The hon. Members for Keighley and for Beckenham said that the whole community needs to own this legislation. We must take party politics out of this. The whole of our community needs to understand why we need such regimes. Lord Carlile, the independent reviewer, said that control orders were a necessary evil.
The hon. Member for Bedford said that the original intention of control orders was to deal with foreign nationals who, for a variety of reasons, could not be deported, but that more UK citizens are now under control orders. However, the House should recognise what my right hon. Friend the Member for Wythenshawe and Sale East said because of his experience as an ex-Home Office Minister and an ex-Northern Ireland Minister—he has great experience of listening to the security services. He said that there was no book on the shelf to tell people what to do, and that the policy evolved and developed. He also rightly acknowledged that the debate creates great tension between the rights of the individual and the rights of the majority.
My hon. Friend the Member for Islington North has been consistent in his view that the rule of law should apply all the way through, and nobody has scrutinised counter-terrorism Acts more than he has.
It is perhaps right to review the situation after six years, but my right hon.
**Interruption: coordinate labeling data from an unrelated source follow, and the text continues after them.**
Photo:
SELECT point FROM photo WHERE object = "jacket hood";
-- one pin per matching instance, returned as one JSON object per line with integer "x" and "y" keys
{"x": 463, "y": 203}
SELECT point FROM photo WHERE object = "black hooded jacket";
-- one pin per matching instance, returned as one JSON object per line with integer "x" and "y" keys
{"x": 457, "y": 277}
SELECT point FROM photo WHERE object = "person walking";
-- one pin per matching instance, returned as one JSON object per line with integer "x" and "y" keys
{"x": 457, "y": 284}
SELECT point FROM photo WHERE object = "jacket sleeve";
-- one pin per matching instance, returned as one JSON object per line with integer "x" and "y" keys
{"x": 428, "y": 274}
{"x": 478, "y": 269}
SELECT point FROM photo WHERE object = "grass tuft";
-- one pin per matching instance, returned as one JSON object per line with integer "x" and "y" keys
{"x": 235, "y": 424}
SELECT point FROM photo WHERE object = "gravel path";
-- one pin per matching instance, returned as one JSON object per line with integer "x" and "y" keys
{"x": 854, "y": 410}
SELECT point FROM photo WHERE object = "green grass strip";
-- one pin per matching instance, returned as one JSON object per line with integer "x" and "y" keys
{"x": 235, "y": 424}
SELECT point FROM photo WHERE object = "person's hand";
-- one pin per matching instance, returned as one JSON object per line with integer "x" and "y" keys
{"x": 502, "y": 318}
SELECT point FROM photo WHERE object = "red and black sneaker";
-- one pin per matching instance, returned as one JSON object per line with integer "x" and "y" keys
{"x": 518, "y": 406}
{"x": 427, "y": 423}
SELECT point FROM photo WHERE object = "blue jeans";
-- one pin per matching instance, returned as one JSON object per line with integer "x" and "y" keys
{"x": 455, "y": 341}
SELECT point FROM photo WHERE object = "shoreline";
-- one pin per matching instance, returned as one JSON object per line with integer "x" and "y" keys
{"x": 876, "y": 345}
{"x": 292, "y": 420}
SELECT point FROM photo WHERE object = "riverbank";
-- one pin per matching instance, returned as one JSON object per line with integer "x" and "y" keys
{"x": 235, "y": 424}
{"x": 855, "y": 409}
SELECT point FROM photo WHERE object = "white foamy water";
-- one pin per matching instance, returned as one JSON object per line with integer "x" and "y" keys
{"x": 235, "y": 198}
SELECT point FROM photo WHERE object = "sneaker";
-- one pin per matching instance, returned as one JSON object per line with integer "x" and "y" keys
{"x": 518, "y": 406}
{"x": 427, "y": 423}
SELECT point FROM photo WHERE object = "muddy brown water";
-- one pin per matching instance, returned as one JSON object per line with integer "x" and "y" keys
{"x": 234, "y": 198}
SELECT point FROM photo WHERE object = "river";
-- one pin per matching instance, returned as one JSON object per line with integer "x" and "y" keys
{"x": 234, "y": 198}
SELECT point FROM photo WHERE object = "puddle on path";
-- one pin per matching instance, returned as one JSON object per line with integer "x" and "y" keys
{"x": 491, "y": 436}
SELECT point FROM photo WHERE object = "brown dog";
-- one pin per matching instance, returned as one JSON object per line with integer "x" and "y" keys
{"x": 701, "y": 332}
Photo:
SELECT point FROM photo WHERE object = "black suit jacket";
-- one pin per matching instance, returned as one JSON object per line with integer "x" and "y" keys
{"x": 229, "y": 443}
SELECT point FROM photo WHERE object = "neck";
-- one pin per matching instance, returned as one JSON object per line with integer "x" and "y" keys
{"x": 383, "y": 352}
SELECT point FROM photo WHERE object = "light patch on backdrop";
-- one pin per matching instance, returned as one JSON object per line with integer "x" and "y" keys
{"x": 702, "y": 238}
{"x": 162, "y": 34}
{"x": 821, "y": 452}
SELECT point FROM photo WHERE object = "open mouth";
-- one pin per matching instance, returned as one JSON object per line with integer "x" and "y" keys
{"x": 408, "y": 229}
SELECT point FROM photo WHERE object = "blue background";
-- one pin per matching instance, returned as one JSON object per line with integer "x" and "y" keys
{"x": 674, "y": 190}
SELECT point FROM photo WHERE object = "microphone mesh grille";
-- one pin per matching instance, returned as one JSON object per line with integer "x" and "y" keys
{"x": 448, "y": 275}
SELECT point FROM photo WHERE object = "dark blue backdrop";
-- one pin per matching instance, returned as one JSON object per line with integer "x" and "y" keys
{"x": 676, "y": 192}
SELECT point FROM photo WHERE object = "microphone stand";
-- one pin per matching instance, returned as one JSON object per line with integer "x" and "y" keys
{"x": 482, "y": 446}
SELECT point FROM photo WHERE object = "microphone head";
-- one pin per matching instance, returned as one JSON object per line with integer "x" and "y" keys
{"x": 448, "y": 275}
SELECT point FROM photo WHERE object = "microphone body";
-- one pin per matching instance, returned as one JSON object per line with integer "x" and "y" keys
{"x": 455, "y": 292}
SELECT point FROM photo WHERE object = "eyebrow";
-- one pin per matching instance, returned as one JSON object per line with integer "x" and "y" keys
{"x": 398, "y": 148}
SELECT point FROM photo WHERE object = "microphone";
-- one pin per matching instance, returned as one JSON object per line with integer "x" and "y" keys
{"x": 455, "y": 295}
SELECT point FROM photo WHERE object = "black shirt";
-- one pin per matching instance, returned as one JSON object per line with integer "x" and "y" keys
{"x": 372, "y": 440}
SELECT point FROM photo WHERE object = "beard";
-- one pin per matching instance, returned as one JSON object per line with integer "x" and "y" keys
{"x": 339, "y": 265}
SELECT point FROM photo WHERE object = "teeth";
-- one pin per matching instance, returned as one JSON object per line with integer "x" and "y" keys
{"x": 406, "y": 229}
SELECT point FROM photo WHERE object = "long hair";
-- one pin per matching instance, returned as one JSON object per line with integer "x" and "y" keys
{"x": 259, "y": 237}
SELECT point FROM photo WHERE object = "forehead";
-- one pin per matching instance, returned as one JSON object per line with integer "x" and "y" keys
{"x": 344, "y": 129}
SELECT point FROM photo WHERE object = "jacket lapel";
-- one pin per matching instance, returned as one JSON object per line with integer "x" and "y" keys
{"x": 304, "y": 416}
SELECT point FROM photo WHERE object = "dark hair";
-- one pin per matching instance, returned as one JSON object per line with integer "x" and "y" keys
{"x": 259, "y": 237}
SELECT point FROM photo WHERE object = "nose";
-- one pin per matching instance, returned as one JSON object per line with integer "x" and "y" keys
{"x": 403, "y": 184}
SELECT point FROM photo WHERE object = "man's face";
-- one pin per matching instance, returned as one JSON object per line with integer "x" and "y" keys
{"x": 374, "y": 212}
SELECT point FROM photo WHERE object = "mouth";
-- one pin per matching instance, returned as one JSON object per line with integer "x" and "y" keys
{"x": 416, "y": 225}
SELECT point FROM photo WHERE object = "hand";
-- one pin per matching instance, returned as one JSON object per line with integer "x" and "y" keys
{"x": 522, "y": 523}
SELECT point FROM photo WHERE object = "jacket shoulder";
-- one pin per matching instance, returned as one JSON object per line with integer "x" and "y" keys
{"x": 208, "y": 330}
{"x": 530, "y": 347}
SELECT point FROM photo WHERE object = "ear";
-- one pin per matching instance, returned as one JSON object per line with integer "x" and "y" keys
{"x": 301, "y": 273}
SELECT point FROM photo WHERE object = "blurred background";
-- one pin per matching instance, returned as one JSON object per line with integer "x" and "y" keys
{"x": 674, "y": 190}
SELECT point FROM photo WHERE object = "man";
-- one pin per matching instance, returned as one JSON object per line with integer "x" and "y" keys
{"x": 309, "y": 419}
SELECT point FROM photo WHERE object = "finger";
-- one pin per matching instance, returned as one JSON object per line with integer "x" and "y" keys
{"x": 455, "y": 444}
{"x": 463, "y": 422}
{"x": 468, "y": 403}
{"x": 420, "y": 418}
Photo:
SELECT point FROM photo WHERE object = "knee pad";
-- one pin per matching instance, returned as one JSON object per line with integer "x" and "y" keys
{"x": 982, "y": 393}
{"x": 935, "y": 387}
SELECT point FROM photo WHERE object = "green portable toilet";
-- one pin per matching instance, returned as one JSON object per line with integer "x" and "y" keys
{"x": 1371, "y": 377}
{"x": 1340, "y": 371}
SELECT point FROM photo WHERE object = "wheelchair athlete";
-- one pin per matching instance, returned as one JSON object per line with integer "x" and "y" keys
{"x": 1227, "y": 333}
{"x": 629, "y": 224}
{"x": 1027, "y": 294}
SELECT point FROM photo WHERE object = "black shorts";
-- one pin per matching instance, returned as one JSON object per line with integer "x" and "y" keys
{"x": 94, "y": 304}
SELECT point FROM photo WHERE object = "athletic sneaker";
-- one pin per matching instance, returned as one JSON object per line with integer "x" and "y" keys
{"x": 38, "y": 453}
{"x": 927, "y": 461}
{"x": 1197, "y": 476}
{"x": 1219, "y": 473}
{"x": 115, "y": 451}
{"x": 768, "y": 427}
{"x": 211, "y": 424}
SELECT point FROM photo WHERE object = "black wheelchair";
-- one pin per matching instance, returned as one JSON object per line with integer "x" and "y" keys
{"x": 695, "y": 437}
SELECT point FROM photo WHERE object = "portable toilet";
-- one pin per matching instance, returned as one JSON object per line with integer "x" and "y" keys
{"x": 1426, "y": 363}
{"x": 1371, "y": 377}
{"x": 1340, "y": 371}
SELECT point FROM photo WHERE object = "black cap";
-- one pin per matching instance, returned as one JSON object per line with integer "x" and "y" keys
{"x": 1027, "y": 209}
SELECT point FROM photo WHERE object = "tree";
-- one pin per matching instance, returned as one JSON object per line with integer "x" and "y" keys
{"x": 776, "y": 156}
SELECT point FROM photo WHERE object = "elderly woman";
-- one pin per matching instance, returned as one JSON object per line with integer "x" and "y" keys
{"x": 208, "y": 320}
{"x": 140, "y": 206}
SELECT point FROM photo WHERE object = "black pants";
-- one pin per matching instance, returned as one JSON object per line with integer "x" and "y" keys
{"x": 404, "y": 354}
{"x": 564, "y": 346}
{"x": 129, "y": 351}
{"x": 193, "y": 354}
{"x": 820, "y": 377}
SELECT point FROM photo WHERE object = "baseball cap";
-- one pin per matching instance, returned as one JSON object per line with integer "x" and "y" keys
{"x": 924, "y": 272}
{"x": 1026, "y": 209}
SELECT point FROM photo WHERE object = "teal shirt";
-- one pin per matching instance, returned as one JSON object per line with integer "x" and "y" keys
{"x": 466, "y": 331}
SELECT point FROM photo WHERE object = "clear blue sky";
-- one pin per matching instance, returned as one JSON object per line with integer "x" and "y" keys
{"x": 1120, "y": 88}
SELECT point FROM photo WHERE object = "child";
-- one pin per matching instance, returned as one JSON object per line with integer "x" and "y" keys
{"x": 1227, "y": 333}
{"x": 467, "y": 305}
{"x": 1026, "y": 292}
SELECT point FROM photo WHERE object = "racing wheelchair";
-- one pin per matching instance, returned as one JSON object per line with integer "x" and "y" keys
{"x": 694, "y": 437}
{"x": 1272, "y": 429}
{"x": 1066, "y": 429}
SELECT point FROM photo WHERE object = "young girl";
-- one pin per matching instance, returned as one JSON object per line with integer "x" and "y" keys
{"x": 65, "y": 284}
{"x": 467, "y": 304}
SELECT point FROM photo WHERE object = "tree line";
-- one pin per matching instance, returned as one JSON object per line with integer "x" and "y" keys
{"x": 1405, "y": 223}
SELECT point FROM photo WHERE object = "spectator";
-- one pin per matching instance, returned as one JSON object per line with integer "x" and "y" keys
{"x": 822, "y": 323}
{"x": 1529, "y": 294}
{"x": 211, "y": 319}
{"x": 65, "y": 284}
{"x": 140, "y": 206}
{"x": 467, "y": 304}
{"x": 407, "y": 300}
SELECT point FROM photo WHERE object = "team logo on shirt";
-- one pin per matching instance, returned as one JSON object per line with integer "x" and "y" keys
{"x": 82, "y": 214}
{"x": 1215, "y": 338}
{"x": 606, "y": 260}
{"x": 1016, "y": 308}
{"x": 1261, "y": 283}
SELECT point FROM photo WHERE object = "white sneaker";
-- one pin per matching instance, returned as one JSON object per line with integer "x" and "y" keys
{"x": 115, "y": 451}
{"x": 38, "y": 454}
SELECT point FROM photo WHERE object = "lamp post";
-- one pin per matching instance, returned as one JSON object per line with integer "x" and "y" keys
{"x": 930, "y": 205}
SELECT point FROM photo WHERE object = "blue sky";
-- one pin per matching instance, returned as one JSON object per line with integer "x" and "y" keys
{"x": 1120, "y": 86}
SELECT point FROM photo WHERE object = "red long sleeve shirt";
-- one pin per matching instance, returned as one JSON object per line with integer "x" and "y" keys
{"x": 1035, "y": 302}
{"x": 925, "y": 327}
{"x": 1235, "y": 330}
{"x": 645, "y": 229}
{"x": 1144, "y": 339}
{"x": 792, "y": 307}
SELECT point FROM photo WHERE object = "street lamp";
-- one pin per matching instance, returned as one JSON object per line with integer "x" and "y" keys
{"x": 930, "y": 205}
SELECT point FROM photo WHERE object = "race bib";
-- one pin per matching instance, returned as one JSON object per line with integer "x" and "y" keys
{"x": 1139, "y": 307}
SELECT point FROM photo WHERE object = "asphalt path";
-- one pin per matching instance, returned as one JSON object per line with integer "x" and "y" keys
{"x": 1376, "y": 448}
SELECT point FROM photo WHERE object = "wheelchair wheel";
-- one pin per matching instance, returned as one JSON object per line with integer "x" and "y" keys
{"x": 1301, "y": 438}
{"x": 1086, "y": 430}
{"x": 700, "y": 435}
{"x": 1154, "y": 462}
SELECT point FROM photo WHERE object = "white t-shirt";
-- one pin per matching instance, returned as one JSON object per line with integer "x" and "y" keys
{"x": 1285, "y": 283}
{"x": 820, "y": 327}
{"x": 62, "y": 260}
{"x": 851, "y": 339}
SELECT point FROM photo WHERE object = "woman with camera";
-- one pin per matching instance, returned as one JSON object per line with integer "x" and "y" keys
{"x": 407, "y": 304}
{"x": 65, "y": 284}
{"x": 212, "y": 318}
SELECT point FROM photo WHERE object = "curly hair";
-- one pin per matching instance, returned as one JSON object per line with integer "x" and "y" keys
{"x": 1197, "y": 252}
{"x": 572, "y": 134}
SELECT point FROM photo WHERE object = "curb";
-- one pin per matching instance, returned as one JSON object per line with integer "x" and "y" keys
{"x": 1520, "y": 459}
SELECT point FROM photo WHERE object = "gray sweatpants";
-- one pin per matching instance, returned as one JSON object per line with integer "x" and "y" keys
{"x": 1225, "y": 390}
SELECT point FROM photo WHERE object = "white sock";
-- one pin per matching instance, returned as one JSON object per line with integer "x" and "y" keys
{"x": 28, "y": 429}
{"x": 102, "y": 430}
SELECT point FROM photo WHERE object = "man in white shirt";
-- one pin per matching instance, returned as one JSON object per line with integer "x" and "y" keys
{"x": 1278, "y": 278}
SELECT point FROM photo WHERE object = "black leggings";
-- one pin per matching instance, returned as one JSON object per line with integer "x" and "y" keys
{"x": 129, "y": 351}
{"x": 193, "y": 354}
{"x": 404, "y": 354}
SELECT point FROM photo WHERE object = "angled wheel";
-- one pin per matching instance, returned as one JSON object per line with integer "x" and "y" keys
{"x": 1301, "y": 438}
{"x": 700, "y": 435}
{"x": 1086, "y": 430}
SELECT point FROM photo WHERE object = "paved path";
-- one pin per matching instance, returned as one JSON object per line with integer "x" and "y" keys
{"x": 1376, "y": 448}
Friend raised concerns about the overnight residency measures. In Committee, the Minister will have to come up with a definition of “specified residence”. What do we mean by electronic communications? What about the rules on disclosure of evidence?
The hon. Member for Carshalton and Wallington said that the Bill did not go far enough. His view is that there needs to be greater freedom. He made the civil liberties argument, and spoke of exclusions, disclosure and the time frame of prosecutions. We all believe that we need prosecutions; the question is how to get them. How do we use information that is otherwise unaccessible? My right hon. Friend asked whether information from other countries would dry up if those countries thought that it would come out in open court. That is a realistic possibility, and we must consider it.
We must ensure that the control order review group is in place. We also need to consider mental health, torture and so on. My right hon. Friend the Member for Salford and Eccles tried to put us on the right course when she spoke of the need for consensus based on evidence, and put that in the context of the threats that we face.
None of us wants to be involved in such difficult decisions or in considering the threats that individuals pose, but the reality is that we must do so for the security and safety of our nation. The hon. Member for Newark, who is a long-standing supporter of civil liberties, set out what happens when the state gets involved in too much detail and used the example of internment in Northern Ireland. The hon. Member for Perth and North Perthshire was very clear that he thinks that control orders have no place here and that the Bill is a rotten compromise.
The Opposition will ensure that we hold the Government to account in Committee. We will raise the issues of funding and resources. Will the Minister tell us whether the resources will be spent on surveillance or on prosecutions, which hon. Members raised earlier? We will look at a great number of the measures in the Bill in Committee, but we want to support the Government. The hon. Member for Beckenham was right about the need to ensure consensus, but it is the job of the Opposition to hold the Government to account. We will do so in Committee, and we look forward to that process.